BACKGROUND: Gastric cancer (GC) is a prevalent malignant tumor of the gastrointestinal system. ZNF710 is a transcription factor (TF), and zinc finger protein 710 (ZNF710)-AS1-201 is an immune-related long noncoding RNA (lncRNA) that is upregulated in GC cells. AIM: To assess the correlation between ZNF710-AS1-201 and immune microenvironment features and to investigate the roles of ZNF710-AS1-201 in the invasion and metastasis processes of GC cells. METHODS: We obtained data from The Cancer Genome Atlas and Wujin Hospital. We assessed cell growth, migration, invasion, and programmed cell death using cell counting kit-8, EdU, scratch, Transwell, and flow cytometry assays. Quantitative real-time polymerase chain reaction (qRT-PCR) was used to identify the potential downstream targets of ZNF710-AS1-201. RESULTS: In GC tissues with low ZNF710-AS1-201 expression, immunoassays detected significant infiltration of various antitumor immune cells, such as memory CD8 T cells and activated CD4 T cells. In the low-expression group, the half-maximal inhibitory concentrations (IC50s) of 5-fluorouracil, cisplatin, gemcitabine, and trametinib were lower, whereas the IC50s of dasatinib and vorinostat were higher. The malignant degree of GC was higher and the stage was later in the high-expression group. Additionally, patients with high expression of ZNF710-AS1-201 had lower overall survival and disease-free survival rates. In vitro, the overexpression of ZNF710-AS1-201 greatly enhanced growth, metastasis, and infiltration while suppressing cell death in HGC-27 cells. In contrast, the reduced expression of ZNF710-AS1-201 greatly hindered cell growth, enhanced apoptosis, and suppressed the metastasis and invasion of MKN-45 cells.

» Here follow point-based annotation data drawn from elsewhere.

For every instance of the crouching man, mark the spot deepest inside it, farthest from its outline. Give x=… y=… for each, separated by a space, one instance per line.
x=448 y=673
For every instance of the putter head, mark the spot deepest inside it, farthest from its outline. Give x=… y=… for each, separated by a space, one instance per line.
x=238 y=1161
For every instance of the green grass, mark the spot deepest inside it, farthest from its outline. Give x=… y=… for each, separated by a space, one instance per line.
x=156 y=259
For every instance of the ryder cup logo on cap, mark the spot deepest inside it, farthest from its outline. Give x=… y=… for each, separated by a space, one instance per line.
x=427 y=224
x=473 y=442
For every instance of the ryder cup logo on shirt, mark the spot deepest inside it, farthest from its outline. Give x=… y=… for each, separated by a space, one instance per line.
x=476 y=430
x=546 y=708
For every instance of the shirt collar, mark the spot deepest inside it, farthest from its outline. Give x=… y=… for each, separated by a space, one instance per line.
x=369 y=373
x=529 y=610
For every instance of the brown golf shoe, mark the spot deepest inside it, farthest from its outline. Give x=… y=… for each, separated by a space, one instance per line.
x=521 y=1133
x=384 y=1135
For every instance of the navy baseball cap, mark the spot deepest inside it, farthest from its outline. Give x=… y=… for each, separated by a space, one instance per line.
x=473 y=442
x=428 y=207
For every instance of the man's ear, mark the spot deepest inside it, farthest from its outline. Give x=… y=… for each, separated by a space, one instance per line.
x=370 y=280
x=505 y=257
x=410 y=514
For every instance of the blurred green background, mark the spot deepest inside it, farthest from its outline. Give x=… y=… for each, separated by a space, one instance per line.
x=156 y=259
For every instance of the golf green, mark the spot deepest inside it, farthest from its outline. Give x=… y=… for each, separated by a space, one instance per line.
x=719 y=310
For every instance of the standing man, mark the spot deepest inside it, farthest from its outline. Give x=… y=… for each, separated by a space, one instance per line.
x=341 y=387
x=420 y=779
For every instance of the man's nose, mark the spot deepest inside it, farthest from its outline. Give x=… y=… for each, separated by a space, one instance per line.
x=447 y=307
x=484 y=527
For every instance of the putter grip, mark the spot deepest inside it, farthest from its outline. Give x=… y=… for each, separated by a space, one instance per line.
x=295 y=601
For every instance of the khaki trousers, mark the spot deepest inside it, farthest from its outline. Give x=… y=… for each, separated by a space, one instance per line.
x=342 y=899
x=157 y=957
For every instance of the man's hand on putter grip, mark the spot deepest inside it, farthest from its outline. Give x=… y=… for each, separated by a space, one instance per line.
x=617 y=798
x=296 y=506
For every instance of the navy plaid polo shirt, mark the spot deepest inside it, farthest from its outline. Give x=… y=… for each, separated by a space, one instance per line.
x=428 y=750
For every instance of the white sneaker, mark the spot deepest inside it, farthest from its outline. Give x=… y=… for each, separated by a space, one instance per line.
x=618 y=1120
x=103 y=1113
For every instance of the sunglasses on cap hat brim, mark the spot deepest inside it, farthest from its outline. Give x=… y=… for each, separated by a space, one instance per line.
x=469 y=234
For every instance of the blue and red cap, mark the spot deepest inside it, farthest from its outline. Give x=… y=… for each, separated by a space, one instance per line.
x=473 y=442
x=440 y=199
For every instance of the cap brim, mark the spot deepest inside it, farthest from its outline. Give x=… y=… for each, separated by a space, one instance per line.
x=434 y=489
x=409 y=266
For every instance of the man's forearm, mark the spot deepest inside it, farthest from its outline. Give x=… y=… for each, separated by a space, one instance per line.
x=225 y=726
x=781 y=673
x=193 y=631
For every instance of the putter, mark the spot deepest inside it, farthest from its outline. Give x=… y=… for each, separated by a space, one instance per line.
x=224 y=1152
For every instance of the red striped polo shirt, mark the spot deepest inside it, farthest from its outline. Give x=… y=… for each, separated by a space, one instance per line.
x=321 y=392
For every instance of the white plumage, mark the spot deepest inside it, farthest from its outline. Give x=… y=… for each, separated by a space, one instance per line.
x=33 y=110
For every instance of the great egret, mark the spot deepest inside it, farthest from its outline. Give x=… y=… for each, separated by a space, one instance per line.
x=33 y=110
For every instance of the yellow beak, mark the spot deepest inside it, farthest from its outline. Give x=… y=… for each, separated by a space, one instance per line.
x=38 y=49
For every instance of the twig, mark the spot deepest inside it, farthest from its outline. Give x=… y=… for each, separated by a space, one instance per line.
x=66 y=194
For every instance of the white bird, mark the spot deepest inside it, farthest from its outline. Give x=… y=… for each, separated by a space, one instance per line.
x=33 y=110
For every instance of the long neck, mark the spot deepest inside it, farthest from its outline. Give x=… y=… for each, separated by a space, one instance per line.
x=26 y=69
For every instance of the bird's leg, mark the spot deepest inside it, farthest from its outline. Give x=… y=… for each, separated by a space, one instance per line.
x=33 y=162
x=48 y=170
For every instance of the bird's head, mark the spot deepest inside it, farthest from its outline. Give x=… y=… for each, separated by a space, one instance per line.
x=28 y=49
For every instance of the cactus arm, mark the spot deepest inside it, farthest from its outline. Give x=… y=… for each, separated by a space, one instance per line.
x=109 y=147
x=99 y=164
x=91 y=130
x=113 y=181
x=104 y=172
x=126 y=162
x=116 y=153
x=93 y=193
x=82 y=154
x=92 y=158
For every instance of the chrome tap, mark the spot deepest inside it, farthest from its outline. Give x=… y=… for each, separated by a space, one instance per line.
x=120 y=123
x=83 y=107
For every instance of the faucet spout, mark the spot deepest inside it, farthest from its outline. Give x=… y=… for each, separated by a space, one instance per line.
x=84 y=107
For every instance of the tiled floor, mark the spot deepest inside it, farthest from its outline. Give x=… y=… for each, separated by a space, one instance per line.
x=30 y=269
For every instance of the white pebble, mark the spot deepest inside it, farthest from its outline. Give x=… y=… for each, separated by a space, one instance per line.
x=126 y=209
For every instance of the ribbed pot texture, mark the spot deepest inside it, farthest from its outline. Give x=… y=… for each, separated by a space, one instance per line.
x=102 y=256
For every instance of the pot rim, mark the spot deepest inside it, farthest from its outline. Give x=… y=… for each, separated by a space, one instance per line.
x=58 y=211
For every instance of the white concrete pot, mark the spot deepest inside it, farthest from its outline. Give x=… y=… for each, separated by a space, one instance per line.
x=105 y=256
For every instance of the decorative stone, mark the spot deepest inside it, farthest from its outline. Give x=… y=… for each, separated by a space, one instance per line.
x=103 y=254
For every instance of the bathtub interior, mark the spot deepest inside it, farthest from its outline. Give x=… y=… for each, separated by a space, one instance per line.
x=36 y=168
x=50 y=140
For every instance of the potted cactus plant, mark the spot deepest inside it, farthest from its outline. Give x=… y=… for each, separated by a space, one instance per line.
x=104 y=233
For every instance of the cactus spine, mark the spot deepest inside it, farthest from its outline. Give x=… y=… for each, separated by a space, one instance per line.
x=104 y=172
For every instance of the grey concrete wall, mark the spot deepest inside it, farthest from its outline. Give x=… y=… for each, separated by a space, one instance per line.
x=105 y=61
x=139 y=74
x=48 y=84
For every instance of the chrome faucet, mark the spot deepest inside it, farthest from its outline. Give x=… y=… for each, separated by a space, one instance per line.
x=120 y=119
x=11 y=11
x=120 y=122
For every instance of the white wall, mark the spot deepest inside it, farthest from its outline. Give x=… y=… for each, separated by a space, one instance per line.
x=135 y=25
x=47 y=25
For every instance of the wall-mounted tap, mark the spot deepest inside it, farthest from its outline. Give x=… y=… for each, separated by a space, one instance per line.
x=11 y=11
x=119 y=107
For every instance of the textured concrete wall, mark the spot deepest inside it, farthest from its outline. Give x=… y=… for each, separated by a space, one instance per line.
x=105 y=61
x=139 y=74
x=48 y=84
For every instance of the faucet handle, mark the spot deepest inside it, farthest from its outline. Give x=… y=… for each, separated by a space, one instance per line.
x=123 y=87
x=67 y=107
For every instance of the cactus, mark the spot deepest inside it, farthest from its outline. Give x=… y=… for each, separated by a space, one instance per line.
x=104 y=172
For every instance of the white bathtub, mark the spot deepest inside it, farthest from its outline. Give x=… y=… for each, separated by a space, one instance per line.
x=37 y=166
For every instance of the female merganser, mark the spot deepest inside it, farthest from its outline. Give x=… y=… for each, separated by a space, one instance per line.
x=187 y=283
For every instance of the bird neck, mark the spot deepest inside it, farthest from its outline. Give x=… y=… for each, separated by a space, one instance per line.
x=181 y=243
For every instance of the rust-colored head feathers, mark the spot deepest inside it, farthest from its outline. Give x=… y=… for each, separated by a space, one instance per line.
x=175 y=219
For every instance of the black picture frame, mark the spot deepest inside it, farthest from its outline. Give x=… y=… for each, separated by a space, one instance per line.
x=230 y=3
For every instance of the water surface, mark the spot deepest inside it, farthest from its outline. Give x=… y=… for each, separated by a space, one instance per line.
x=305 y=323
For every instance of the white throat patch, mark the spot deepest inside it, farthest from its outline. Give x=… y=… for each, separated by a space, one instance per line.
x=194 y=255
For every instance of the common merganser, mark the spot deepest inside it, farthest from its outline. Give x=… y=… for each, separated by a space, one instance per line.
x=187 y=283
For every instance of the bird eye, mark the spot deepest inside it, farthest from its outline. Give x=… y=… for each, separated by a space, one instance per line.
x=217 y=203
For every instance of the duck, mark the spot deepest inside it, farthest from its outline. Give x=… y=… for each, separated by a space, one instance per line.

The expression changes in ZNF710 were significant, but the corresponding changes in isocitrate dehydrogenase-2, Semaphorin 4B, ARHGAP10, RGMB, hsa-miR-93-5p, and ZNF710-AS1-202 were not consistent or statistically significant after overexpression or knockdown of ZNF710-AS1-201, as determined by qRT-PCR. CONCLUSION: Immune-related lncRNA ZNF710-AS1-201 facilitates the metastasis and invasion of GC cells. It appears that ZNF710-AS1-201 and ZNF710 have potential as effective targets for therapeutic intervention in GC. Nevertheless, it is still necessary to determine the specific targets of the ZNF710 TF.